Beyond these formal links between the SEC, FASB, and the PCAOB, the three organizations have established various other ways of sharing perspectives and input, and where deemed appropriate, coordinating their activities. These include periodic tri-party meetings between officials at  FASB, PCAOB, and the SEC to discuss their respective activities and emerging issues. There are also frequent interactions between board and staff members of the organizations on standard-setting projects and current issues in the financial reporting system. Additionally, the SEC staff and PCAOB are represented as official observers at meetings of FASB’s Financial Accounting Standards Advisory Council. Similarly, the SEC staff and FASB are official observers at meetings of the PCAOB’s SAG.

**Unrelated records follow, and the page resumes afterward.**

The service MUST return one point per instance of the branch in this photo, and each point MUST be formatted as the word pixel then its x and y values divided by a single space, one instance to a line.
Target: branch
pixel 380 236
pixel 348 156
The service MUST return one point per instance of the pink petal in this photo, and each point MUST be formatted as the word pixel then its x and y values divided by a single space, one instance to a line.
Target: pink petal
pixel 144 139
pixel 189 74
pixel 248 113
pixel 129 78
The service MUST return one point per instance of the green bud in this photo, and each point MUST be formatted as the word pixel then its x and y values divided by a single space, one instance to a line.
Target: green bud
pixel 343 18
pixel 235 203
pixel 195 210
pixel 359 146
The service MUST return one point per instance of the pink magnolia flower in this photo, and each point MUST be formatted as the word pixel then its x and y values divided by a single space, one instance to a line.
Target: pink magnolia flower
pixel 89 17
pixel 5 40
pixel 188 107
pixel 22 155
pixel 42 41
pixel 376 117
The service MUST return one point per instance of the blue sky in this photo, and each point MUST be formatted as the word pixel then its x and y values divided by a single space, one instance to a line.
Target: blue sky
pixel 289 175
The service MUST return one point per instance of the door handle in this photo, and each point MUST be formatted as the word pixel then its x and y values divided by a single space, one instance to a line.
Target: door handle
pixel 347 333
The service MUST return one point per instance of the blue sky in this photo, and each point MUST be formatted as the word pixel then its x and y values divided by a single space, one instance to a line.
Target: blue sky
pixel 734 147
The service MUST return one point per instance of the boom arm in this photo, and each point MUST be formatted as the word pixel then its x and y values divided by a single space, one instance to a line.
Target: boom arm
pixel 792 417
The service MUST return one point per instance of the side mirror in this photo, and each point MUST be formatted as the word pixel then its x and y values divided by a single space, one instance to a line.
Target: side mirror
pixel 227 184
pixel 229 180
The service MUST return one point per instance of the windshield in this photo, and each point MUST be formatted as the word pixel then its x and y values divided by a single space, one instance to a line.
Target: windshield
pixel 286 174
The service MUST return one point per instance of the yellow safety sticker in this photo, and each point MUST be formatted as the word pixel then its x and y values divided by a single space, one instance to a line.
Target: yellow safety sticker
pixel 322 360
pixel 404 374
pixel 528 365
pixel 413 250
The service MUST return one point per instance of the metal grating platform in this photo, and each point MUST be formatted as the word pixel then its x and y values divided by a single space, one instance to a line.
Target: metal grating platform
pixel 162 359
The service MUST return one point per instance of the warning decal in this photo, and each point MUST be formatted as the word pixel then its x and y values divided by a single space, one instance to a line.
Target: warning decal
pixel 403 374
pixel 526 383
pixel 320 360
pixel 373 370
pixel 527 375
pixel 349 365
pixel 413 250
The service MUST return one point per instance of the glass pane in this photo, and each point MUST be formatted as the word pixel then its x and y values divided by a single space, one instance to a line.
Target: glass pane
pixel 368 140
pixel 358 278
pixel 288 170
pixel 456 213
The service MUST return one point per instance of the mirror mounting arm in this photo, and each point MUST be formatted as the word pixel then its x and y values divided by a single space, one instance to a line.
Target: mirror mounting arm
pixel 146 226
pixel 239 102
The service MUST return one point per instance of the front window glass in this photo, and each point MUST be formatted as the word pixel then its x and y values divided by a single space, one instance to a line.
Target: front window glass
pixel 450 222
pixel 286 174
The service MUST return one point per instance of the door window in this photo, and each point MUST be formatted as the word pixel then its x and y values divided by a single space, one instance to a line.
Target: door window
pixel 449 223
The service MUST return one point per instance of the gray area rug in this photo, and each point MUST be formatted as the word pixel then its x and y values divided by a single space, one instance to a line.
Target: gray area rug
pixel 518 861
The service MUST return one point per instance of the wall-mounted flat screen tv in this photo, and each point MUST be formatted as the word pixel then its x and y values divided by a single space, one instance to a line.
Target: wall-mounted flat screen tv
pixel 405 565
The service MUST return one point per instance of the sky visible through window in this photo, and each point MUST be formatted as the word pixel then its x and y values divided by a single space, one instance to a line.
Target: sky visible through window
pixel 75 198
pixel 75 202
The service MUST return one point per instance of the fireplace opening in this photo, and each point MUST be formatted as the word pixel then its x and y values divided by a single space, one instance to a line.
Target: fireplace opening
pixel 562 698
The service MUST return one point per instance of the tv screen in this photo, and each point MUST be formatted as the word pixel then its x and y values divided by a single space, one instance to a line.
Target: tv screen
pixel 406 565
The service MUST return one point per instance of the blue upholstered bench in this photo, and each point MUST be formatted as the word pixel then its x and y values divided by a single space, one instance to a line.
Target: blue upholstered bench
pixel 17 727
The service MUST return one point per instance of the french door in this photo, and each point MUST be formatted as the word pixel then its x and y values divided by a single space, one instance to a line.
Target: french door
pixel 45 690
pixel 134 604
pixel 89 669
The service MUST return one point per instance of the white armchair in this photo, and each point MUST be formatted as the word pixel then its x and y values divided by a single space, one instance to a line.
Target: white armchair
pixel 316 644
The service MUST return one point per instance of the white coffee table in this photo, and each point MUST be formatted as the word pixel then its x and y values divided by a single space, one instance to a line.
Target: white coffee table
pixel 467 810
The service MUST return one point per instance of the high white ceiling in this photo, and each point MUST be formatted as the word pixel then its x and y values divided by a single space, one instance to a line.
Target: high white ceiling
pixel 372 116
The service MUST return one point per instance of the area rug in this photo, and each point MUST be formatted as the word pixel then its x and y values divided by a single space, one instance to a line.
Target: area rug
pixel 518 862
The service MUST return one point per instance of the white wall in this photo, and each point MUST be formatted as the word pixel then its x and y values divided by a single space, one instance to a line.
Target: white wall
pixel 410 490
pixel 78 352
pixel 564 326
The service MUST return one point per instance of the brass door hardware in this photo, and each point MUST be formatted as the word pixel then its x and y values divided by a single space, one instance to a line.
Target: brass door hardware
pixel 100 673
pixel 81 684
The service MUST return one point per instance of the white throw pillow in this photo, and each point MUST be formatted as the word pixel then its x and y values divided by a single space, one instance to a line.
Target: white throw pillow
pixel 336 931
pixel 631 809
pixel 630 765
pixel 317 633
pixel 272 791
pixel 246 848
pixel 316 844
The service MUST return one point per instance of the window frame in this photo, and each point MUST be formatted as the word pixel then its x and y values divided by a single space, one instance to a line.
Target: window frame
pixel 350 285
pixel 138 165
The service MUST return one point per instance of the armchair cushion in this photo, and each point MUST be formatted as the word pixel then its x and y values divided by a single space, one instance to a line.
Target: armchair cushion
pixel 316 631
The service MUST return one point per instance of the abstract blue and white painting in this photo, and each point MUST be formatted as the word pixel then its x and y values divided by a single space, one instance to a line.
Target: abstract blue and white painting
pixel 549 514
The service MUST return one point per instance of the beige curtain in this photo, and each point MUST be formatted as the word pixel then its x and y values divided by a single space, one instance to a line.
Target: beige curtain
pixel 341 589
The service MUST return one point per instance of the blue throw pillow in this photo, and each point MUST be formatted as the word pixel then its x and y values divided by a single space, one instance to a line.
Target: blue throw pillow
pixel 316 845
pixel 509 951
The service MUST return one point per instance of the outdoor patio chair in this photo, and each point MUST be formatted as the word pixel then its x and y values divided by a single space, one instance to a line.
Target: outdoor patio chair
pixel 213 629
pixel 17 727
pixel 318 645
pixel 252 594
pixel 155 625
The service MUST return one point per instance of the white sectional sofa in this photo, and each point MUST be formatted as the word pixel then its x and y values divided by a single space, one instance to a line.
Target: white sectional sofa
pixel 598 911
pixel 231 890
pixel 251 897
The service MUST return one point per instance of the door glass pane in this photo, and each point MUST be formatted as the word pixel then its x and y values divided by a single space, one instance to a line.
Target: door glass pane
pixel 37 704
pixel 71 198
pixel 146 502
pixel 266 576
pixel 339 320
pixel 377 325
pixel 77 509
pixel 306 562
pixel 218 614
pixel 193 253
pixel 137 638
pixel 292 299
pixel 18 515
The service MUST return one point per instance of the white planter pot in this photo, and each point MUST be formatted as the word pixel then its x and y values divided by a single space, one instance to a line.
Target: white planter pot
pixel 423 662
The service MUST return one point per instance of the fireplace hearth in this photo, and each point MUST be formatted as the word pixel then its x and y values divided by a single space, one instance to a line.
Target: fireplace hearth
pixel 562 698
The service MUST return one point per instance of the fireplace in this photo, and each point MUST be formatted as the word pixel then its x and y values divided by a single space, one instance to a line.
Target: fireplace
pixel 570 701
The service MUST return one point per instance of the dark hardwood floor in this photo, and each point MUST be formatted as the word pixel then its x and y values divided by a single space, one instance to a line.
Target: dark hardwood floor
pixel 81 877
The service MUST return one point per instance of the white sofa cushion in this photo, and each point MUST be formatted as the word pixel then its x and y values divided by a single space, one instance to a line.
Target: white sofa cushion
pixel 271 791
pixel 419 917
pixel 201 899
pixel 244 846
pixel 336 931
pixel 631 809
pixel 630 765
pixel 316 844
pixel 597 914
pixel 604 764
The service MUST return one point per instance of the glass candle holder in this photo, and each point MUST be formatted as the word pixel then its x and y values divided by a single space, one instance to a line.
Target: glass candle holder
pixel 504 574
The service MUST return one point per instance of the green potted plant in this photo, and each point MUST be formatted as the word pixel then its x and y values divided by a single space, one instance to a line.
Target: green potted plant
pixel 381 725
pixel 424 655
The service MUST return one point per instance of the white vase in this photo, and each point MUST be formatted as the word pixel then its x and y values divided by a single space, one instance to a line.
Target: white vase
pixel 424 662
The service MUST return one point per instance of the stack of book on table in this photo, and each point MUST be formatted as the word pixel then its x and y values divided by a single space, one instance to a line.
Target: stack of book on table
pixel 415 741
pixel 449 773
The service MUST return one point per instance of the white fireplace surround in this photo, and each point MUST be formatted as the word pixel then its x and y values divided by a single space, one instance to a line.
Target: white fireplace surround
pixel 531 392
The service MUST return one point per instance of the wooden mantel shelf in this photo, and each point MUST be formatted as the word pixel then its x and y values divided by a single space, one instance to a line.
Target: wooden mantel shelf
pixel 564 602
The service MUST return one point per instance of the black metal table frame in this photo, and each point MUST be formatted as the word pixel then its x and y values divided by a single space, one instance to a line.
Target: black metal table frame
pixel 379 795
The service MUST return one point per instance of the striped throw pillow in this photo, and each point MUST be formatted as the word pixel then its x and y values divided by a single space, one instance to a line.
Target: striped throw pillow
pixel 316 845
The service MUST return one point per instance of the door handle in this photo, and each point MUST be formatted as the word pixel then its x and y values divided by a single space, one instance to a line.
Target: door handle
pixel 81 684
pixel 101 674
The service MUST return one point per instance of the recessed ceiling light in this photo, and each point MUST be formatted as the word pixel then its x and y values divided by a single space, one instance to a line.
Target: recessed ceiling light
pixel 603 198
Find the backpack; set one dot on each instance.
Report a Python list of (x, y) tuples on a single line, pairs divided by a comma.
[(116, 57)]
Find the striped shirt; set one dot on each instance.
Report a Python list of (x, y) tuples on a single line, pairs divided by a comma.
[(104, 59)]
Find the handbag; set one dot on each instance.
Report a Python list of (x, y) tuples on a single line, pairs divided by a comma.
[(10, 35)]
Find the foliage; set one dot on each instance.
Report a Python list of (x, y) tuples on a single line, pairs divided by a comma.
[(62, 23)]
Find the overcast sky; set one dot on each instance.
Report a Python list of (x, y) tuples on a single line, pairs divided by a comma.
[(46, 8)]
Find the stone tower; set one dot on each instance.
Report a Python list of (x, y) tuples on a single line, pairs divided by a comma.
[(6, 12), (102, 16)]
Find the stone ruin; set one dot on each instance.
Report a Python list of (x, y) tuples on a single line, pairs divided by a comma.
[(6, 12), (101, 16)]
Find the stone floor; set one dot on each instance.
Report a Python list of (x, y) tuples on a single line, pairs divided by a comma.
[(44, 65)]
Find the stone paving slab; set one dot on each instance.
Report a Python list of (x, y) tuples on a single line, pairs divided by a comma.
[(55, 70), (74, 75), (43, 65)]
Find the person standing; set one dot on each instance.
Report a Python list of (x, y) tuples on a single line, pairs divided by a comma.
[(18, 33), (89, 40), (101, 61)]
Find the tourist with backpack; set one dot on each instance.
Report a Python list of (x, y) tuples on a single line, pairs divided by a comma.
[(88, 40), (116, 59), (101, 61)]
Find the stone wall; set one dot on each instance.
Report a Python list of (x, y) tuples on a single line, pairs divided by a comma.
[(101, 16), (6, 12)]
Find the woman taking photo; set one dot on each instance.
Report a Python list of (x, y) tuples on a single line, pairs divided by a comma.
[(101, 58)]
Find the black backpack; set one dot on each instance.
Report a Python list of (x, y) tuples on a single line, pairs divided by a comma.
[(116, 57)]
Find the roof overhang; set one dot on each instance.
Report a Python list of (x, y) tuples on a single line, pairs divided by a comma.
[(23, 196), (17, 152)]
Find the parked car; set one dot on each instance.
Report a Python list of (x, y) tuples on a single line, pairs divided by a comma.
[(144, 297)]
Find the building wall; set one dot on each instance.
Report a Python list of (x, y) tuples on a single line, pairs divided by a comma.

 While all these formal and informal links between the SEC, FASB, and the PCAOB help promote coordination between the three organizations, and FASB and PCAOB receive lots of input from their respective advisory groups, public roundtables, and comment letters, some believe that the U.S. reporting system would also benefit from a broader process or mechanism that would periodically bring together key constituents.  These would include gathering  together senior representatives from the SEC, FASB, and the PCAOB, as well as investors, preparers, auditors, and other parties, to discuss significant issues and challenges affecting the reporting system as a whole and the longer-term direction of the system.

On the Way to the Forum

This type of mechanism is present in certain other countries, including, for example, the United Kingdom, which has the Financial Reporting Council. In the United States, this type of process was envisioned in the August 2008 report of the SEC Advisory Committee on Improvements to Financial Reporting (CIFiR), which recommended the establishment of a Financial Reporting Forum, or FRF, which would bring together representatives of key stakeholder groups, the SEC, FASB, and the PCAOB, “to discuss pressures in the financial reporting system overall, both immediate and long term, and how individual constituents are meeting these challenges.”

 As a participant in CIFiR, I viewed the creation of an FRF-like process as an important recommendation, because I believed it could help surface issues in the reporting system more promptly, facilitate addressing them in a logical, coordinated, and effective manner, and generally provide an ongoing forum for continuing to seek ways to improve financial reporting and reduce complexity. So I very much welcomed the announcement in 2011 by then SEC Chief Accountant James Kroeker of the establishment of periodic public roundtables called the “Financial Reporting Series.”

The goal of the roundtables was to bring together representatives of key stakeholder groups to discuss risks related to financial information provided to investors and to search for areas for improvement. In November 2011, the SEC held the inaugural roundtable in the Financial Reporting Series to examine the extent to which financial information should include measurement uncertainties and the information investors find important in understanding and assessing those uncertainties.

Almost three years later, however, that first Financial Reporting Series remains as the only one convened by the SEC. I am not clear as to why that is the case. It may be due in part to turnover of top members of the SEC’s Office of Chief Accountant, including at the chief accountant and deputy chief accountant levels. It may also be due in part to the many other priorities of the SEC, including developing and issuing scores of regulations required by the Dodd-Frank Act and the 2012 Jumpstart Our Business Startups (JOBS) Act.

In any event, the idea of an FRF or a Financial Reporting Series is, in my view, still a good one. Certainly, there is no shortage of potential topics of system-wide importance that could be addressed in such forums, including, for example, the future of XBRL and interactive data in the U.S. reporting system; the current initiatives by FASB and the SEC around disclosure effectiveness and modernization; and perspectives on the evaluation of going concern by issuers, auditors, and investors, to name just three. So my hope and encouragement to the SEC is to seriously consider resuming the Financial Reporting Series or to commence a similar process.